Advice that I repeat to myself when I feel it’s all to heavy: Carry on. Remember to enjoy it. Remember to love yourself and those you ask to work with you, and see the things you do. Feel angry, feel lucky. Listen. Be open. Challenge. Pull expectations apart and look for new ways of thinking.
Here’s to that.
Further reading:
Bryony’s post: http://thebryonykimmings.tumblr.com/post/67660917680/you-show-me-yours
Andy’s response: http://andytfield.wordpress.com/2013/11/24/transparency/
Blast Theory talk about being a company: http://www.blasttheory.co.uk/cash-money/
Alan on Slung Low’s way of working: http://alanlaneblog.wordpress.com/2013/11/28/blog-post-transparency-money-and-being-the-theatre-company-we-want-to-be/
Money, Love and Attention, more from me on economies of value: http://www.albow.com/money-love-and-attention/
Performance in the pub, a year in, including spreadsheets of all my costs and losses: http://www.hannahnicklin.com/2013/01/happy-birthday-performance-in-the-pub/
Hi Hannah, thanks for your post. One immediate response I have is that we are now in a world where being adventurous about who will pay what for your work has become essential. Historically universities have been very weak in this area and it comes as a real shock to students when they graduate about how much there is to learn. We need to encourage emerging practitioners to consider ‘value’ at all levels when making work and to take risks with their business models as well as their work.
[…] Hannah Nicklin‘s relevant post about working in the arts is here […]
Thanks for this Matt! I’m pretty bad at being adventurous about money, and particularly on the asking-for-more thing I think Bryony is probably good at. Agree with your point here.
[…] Towards hope, new conversations, carrying on (Hannah […]
[…] is a word that gets bandied about a lot, but in truth we all need to talk about money more. We need to be open, upfront and unashamed. We need to eat, and to do that we need to be paid, […]
Thank you for this inspiring blog post, Hannah. While unfamiliar with your work, I was directed towards it from a newsletter I get each week, “You´ve Cott Mail”, which also had a link to Bryony´s post. I completely agree with you, that a lot of action is required to change The System. Yes, as creative individuals we need (and should desire) to remain open. But we also need to get angry, en masse. It is one thing for us to speak out and voice the tangible challenges that face us, regardless of discipline or art-form, but it is quite another to start taking action as a community.
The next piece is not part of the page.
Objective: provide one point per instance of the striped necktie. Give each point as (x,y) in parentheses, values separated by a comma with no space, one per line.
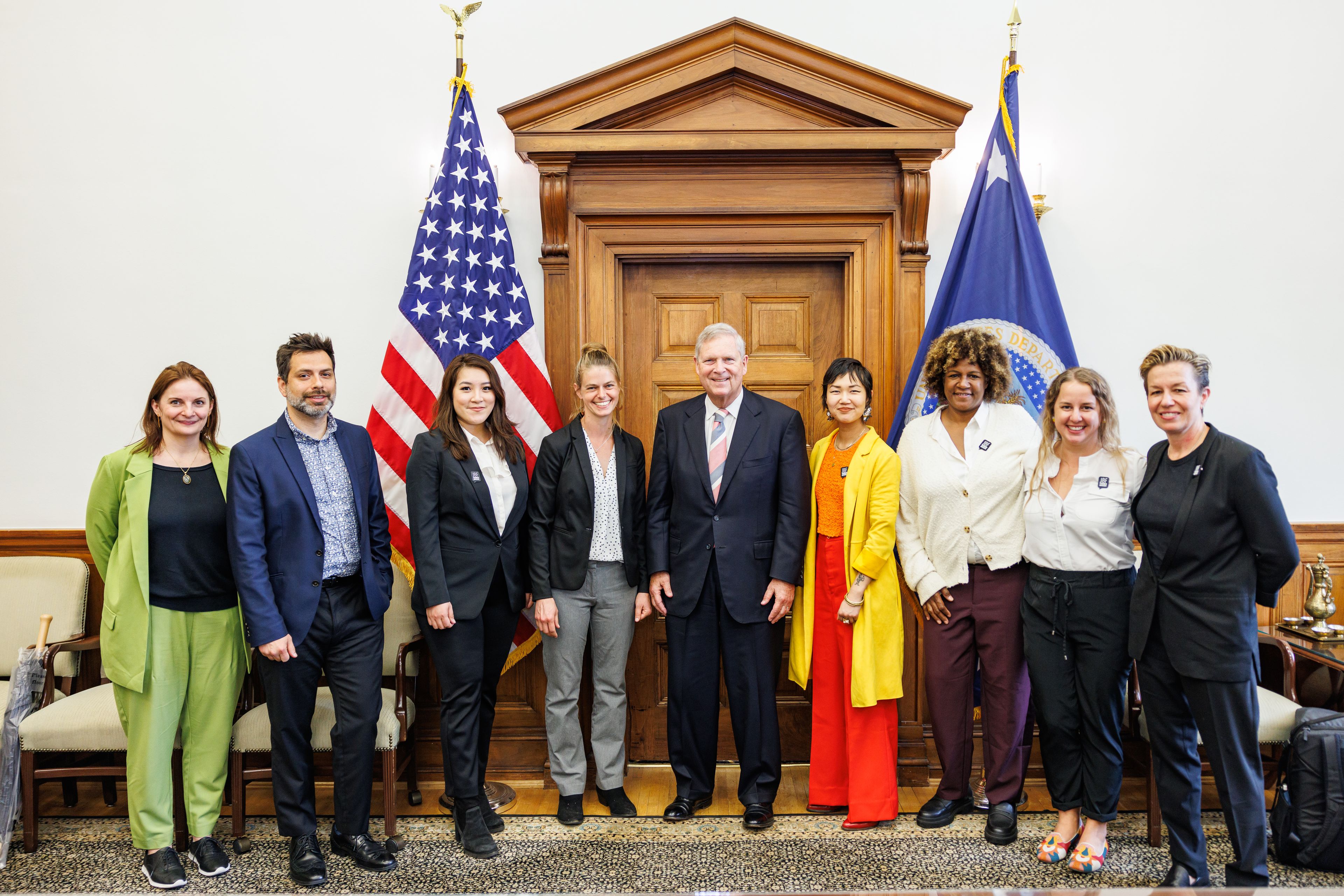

I see the poor ways that artists (especially performing artists) are paid as a “class action suit”, something that other industries would never tolerate; yet, we unfortunately accept it, perpetuating a broken system in perpetuity.
Hopefully, 2014 will be a year to change this.
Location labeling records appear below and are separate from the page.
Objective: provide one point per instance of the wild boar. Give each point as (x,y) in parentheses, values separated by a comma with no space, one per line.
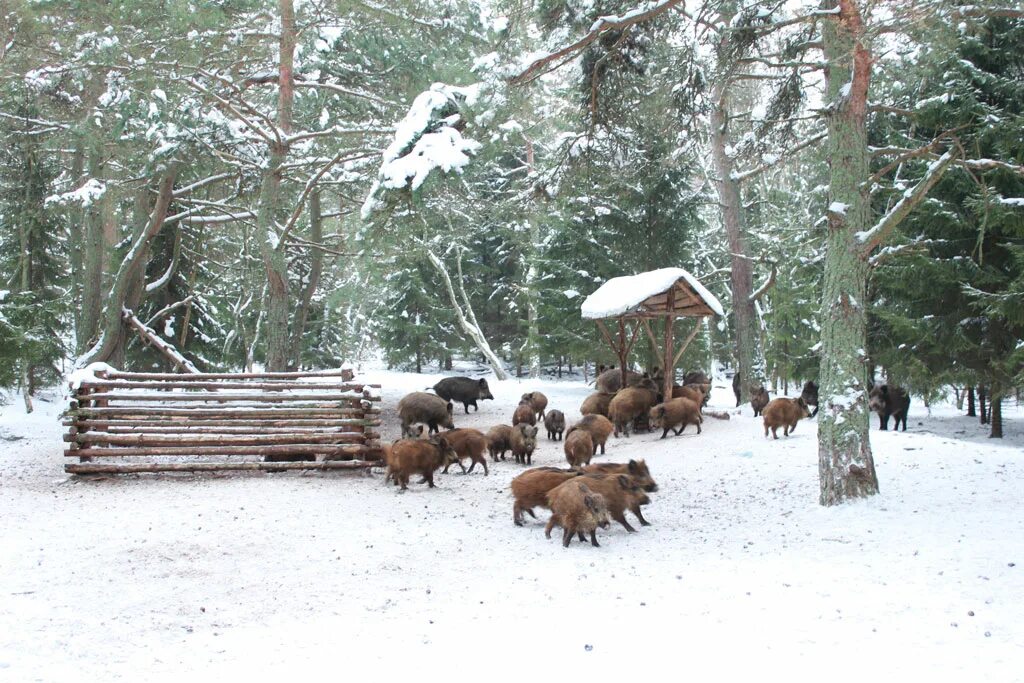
(596,403)
(635,468)
(759,398)
(578,510)
(426,408)
(468,443)
(676,413)
(783,413)
(630,403)
(621,493)
(599,428)
(530,489)
(554,422)
(810,396)
(415,456)
(579,447)
(523,413)
(499,440)
(522,442)
(889,401)
(464,390)
(538,400)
In my work as an artist, as well as a teacher, I do my best to find ways to create better working models for my collaborators, more access for my audiences, and more strategic tools to my students. It is not easy, and like you, I tend to juggle a number of hats and play a number of roles in a month and in a year. But posts like yours reignite my commitment to making a positive change in this arena, and is inspiring. Thank you for your work, your drive, and your candor–
Brendan
Thanks very much for this, Brendan! Coincidentally I was having a real down ‘this is all to difficult’ day when your comment came through, and it cheered me up a little. Have you also read the post by Action Hero? That’s very enlivening too: http://www.actionhero.org.uk/2013/12/how-to-make-a-living-as-an-artist/
All the best, and in solidarity,
Hannah
Thanks for the reply, Hannah. And I´m glad for the timing of your comment, to help lift your spirits a bit. We are in this together, and our problems can at least be halved by working together.
Thanks, too, for sharing this post by Action Hero, which I was unfamiliar with. It seems that this conversation is definitely happening in the UK, which is great. Hopefully, it will spread to other countries as well, and the age-old problems of artists and money can improve soon.